Pietro di Serego Alighieri voyage de façon autonome jusqu’à Alger, où un envoyé de l’ambassade du Congo essaye de l’empêcher de se rendre au cimetière Bru ;cependant, il arrive au cimetière où il rencontre Nicole Leghissa, une réalisatrice qu’on a fait ‘infiltrer’ parmi les journalistes qui arrivent avec le vol de Paris.

Depuis janvier 2006, Mme Leghissa travaille avec la collaboration de Pietro di Serego Alighieri à un documentaire sur l’histoire de Brazza et sur l’affaire du transfert de ses dépouilles.

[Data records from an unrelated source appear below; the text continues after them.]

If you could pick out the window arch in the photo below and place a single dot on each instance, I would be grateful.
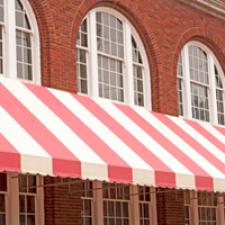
(19, 41)
(111, 60)
(200, 84)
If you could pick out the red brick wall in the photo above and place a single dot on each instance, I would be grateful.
(164, 26)
(62, 202)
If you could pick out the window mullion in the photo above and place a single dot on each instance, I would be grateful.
(11, 65)
(93, 69)
(98, 203)
(212, 90)
(187, 85)
(220, 210)
(128, 73)
(194, 207)
(13, 191)
(134, 206)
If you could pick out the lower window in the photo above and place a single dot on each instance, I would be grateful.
(116, 204)
(3, 191)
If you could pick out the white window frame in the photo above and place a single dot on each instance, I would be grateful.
(13, 200)
(212, 61)
(134, 219)
(9, 41)
(220, 209)
(92, 65)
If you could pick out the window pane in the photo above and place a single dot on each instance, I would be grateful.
(82, 75)
(198, 65)
(87, 201)
(110, 76)
(1, 51)
(21, 16)
(219, 98)
(109, 30)
(23, 183)
(1, 11)
(2, 203)
(30, 204)
(200, 102)
(31, 220)
(22, 203)
(3, 182)
(24, 55)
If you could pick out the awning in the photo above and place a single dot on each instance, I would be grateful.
(51, 132)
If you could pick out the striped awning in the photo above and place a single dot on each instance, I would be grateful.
(51, 132)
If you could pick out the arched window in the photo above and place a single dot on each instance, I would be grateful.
(111, 60)
(200, 84)
(19, 43)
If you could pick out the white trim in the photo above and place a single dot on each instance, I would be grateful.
(212, 61)
(127, 63)
(9, 41)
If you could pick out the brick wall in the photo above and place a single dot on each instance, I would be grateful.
(62, 202)
(164, 26)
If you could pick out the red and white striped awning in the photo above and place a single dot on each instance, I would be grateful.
(51, 132)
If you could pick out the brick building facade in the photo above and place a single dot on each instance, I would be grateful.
(164, 27)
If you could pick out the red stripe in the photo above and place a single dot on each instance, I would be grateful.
(220, 129)
(166, 144)
(162, 171)
(207, 135)
(118, 169)
(9, 157)
(192, 142)
(64, 162)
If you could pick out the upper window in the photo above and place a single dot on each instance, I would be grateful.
(200, 84)
(111, 61)
(19, 41)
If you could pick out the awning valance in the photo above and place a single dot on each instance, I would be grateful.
(51, 132)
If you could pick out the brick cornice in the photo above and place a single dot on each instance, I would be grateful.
(211, 7)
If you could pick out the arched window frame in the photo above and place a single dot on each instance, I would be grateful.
(92, 64)
(9, 41)
(186, 83)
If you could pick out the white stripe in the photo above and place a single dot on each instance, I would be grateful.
(50, 120)
(34, 159)
(104, 133)
(199, 138)
(144, 138)
(180, 143)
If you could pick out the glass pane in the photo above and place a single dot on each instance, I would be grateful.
(22, 220)
(22, 203)
(2, 219)
(109, 34)
(3, 182)
(30, 220)
(1, 11)
(32, 184)
(30, 204)
(21, 16)
(2, 203)
(198, 65)
(23, 183)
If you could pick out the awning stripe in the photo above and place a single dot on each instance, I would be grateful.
(9, 157)
(129, 139)
(216, 142)
(118, 169)
(202, 145)
(164, 139)
(63, 160)
(56, 133)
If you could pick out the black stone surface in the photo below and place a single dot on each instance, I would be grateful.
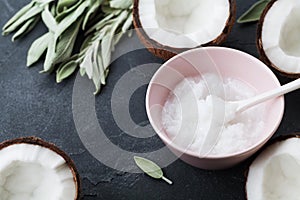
(33, 104)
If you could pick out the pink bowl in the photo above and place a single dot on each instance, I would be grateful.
(225, 62)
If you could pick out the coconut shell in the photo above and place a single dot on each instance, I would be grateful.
(166, 52)
(259, 44)
(271, 142)
(52, 147)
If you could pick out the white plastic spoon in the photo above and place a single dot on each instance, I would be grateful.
(233, 108)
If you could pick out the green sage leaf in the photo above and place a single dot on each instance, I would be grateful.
(18, 15)
(150, 168)
(33, 11)
(63, 5)
(28, 26)
(95, 5)
(120, 4)
(66, 70)
(43, 2)
(48, 64)
(66, 42)
(70, 19)
(37, 49)
(254, 12)
(62, 14)
(127, 23)
(49, 20)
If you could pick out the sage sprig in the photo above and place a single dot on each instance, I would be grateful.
(254, 12)
(151, 168)
(103, 23)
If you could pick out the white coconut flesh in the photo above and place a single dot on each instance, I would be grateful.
(281, 35)
(275, 173)
(32, 172)
(181, 23)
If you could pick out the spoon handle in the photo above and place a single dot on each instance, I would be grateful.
(294, 85)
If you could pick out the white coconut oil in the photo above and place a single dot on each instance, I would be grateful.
(189, 116)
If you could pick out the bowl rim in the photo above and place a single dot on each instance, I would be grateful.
(253, 148)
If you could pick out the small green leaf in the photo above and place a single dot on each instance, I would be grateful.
(62, 14)
(26, 28)
(48, 64)
(35, 10)
(70, 19)
(66, 42)
(63, 5)
(121, 4)
(150, 168)
(95, 5)
(37, 49)
(254, 13)
(49, 20)
(66, 70)
(19, 14)
(30, 27)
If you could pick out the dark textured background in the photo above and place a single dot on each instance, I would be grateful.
(33, 104)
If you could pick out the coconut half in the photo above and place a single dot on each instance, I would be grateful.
(274, 174)
(278, 36)
(31, 169)
(168, 27)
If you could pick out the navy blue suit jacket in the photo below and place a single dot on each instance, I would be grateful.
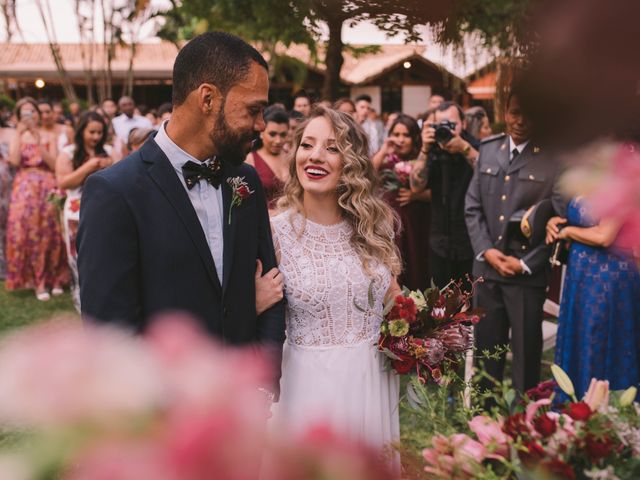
(142, 251)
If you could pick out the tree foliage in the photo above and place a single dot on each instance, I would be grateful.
(501, 23)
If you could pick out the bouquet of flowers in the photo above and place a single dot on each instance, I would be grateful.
(395, 174)
(57, 197)
(428, 332)
(597, 437)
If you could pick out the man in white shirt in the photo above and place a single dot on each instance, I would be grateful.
(128, 120)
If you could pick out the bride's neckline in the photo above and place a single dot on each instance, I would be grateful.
(331, 227)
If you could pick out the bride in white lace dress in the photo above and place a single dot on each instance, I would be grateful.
(334, 239)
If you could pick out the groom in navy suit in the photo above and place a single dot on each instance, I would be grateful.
(180, 224)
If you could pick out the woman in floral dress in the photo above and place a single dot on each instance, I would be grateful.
(396, 159)
(35, 251)
(76, 162)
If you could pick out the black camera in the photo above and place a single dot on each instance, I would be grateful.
(444, 131)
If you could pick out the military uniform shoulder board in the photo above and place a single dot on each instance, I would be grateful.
(499, 136)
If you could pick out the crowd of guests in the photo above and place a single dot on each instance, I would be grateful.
(460, 192)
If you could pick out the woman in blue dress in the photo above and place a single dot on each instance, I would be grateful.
(599, 322)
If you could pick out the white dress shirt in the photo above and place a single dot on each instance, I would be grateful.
(122, 125)
(206, 200)
(520, 147)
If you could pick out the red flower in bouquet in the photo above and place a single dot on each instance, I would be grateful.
(560, 468)
(534, 454)
(404, 365)
(598, 447)
(542, 390)
(579, 411)
(456, 338)
(545, 425)
(404, 308)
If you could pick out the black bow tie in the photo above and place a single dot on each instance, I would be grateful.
(194, 172)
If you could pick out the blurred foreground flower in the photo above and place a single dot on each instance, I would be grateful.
(608, 174)
(94, 403)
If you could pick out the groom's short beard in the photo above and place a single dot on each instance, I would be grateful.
(233, 146)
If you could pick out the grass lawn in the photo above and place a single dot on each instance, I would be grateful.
(21, 308)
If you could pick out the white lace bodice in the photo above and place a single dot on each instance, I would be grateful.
(330, 299)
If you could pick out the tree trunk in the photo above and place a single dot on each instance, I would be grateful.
(333, 60)
(67, 86)
(129, 85)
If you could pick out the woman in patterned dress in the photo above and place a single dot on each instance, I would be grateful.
(35, 250)
(269, 159)
(400, 150)
(334, 242)
(76, 162)
(599, 321)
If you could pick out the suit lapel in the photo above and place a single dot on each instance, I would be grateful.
(229, 228)
(503, 156)
(521, 160)
(162, 173)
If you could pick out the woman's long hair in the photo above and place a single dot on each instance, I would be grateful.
(414, 133)
(373, 221)
(80, 155)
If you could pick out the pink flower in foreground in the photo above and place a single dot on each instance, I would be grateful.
(62, 372)
(458, 456)
(618, 195)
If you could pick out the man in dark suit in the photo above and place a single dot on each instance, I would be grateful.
(512, 174)
(181, 223)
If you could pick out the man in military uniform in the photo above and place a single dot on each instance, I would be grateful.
(512, 174)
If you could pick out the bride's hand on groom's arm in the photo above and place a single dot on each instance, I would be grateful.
(268, 288)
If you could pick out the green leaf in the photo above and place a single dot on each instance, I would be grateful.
(564, 382)
(412, 397)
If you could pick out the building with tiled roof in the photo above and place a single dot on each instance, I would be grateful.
(398, 77)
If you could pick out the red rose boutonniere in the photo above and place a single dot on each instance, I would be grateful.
(240, 190)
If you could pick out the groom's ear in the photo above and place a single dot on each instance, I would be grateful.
(209, 98)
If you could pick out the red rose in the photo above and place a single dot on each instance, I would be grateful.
(579, 411)
(544, 425)
(403, 366)
(598, 448)
(560, 468)
(243, 191)
(534, 453)
(404, 308)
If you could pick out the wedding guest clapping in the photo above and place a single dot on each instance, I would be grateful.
(599, 321)
(396, 160)
(35, 251)
(87, 154)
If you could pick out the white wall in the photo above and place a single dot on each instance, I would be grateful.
(415, 99)
(373, 92)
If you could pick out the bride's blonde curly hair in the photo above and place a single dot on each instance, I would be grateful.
(374, 222)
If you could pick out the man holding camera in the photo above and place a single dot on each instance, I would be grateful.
(513, 175)
(445, 165)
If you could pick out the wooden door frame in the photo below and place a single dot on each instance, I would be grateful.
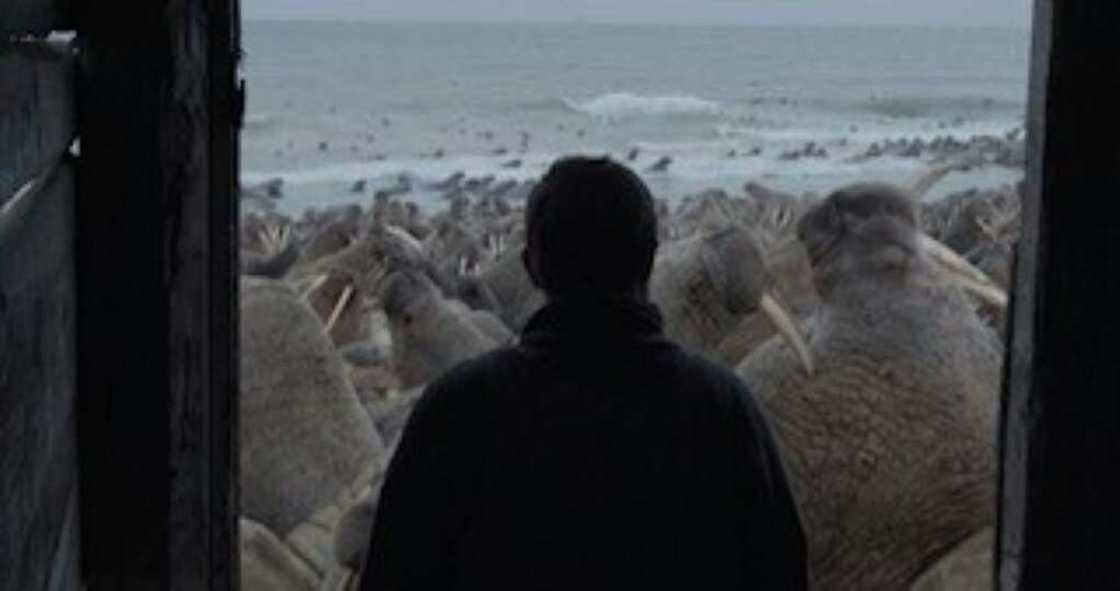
(157, 221)
(1060, 475)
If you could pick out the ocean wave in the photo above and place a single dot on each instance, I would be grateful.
(627, 104)
(260, 121)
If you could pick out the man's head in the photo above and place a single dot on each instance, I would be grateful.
(591, 230)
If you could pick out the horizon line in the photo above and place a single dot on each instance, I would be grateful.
(374, 20)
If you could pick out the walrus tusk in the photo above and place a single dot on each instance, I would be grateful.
(343, 300)
(316, 283)
(785, 326)
(963, 273)
(989, 293)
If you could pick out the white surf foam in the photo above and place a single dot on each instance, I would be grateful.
(627, 104)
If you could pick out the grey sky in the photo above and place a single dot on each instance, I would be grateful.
(939, 12)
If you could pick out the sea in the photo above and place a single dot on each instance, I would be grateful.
(332, 103)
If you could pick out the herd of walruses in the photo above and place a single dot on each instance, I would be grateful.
(868, 322)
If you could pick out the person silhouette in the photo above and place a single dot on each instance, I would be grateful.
(594, 453)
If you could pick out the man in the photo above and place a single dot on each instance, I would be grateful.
(596, 453)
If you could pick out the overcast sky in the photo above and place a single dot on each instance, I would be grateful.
(940, 12)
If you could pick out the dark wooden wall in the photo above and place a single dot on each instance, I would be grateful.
(1061, 474)
(39, 519)
(158, 296)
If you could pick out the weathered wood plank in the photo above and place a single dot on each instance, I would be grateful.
(37, 115)
(1062, 410)
(156, 230)
(38, 364)
(35, 16)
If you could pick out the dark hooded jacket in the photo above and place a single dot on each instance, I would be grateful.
(594, 455)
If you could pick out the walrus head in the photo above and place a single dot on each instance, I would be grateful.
(871, 231)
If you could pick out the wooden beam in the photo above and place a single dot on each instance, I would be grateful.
(38, 387)
(34, 16)
(37, 114)
(157, 327)
(1062, 402)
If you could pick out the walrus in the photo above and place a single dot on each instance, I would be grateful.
(269, 564)
(430, 335)
(705, 285)
(890, 443)
(280, 253)
(342, 287)
(304, 434)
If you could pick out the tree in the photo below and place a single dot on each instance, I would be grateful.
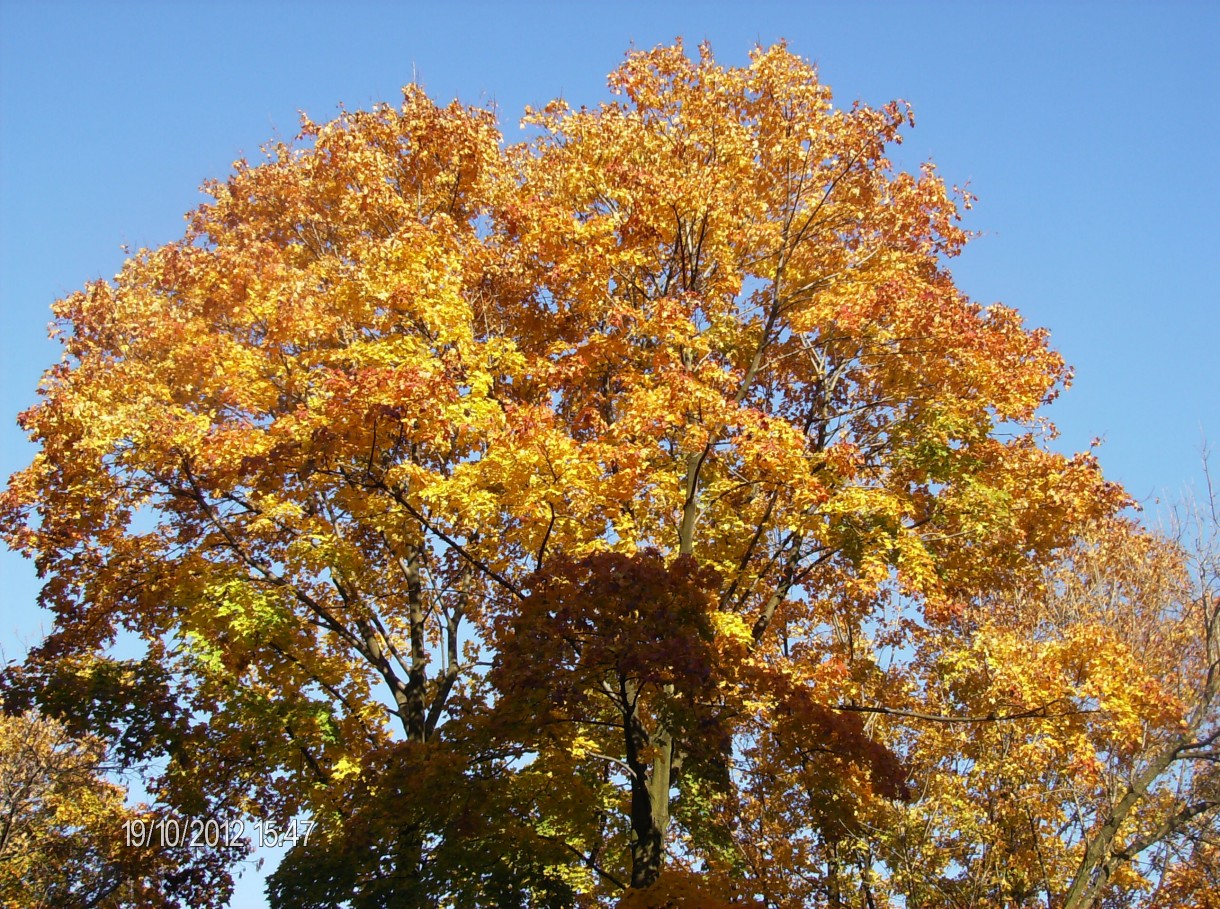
(537, 519)
(66, 832)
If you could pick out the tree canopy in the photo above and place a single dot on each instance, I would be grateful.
(638, 515)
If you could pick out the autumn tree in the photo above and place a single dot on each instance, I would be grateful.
(65, 831)
(538, 519)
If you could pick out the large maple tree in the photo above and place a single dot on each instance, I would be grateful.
(620, 516)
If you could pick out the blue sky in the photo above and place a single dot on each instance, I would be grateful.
(1088, 131)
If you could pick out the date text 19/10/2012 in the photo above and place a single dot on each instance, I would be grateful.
(199, 833)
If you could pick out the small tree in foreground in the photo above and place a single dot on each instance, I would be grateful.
(635, 514)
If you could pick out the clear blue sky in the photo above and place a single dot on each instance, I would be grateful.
(1088, 131)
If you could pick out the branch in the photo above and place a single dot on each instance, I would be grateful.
(1038, 713)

L’exhumation a lieu dans une atmosphère de tension, en présence de trois héritiers de Brazza, de Pierre-Antoine de Chambrun, de Jean Paul Pigasse, d’un groupe d’autorités Congolaises, Gabonaises et Algériennes, parmi lesquels l’ambassadeur Congolais Jean-Baptiste Dzangue et le consul de France en Algérie, Francis Heude, ainsi que d’un groupe de personnalités inconnues ; on apprend qu’il s’agit d’un « commando » d’éminences grises, vraisemblablement liées aux loges maçonniques et à certains financeurs du mausolée. La tombe a visiblement été l’objet d’entretien récent ; les briques qu’en ferment l’entrée sont de fabrication récente. Pendant l’exhumation, les opérateurs du cimetière empêchent le public de se rapprocher de la tombe pour observer l’état des dépouilles, et communiquent qu’une « infiltration d’eau » a endommagé le cercueil et qu’il faut extraire les restes de Brazza, de sa femme et de ses enfants, en morceaux qui sont introduits dans des sacs en plastique. On indique un crâne comme appartenant à l’explorateur ; Roberto Pirzio-Biroli demande et obtient d’avoir un échantillon de cheveux pour le faire analyser dans le but de connaître la vérité sur la thèse de l’empoisonnement soutenue par la femme de l’explorateur.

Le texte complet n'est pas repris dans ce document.